La salle de spectacles Le Grand Logis, à Bruz, accueillait la première d’Artemisia Gentileschi au mois d’octobre 2021. La nouvelle création théâtrale mise en scène par Guillaume Doucet entame prochainement sa tournée 2022, et sera de passage en Bretagne pour six dates. Portée par le grope Vertigo, la pièce revient sur le procès intenté à l’artiste Agostino Tassi pour le viol de la jeune peintre Artemisia Gentileschi, en 1612… Une mise en abyme théâtrale engagée où le passé se connecte au présent dans une ironie cinglante, mais bienveillante.

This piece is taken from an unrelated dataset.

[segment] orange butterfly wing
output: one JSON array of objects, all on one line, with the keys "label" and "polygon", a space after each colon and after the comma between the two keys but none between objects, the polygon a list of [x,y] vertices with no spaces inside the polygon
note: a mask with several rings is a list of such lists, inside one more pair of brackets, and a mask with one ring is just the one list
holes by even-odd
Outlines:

En octobre 2021, le Grand Logis de Bruz accueillait la première de la pièce Artemisia Gentileschi, portée par le groupe Vertigo, alors que le mouvement #MeTooThéâtre émergeait, dans la continuité de la libération de la parole des femmes. Comme il est coutumier, le metteur en scène Guillaume Doucet, diplômé de l’école du TNB, propose de nouveau un spectacle fort et riche en messages, résolument politique. Ce fil rouge, omniprésent depuis la naissance du groupe en 2008, révèle une compagnie de théâtre, dont Rennes a été le berceau, engagée dans la transmission de valeurs chères à son cœur.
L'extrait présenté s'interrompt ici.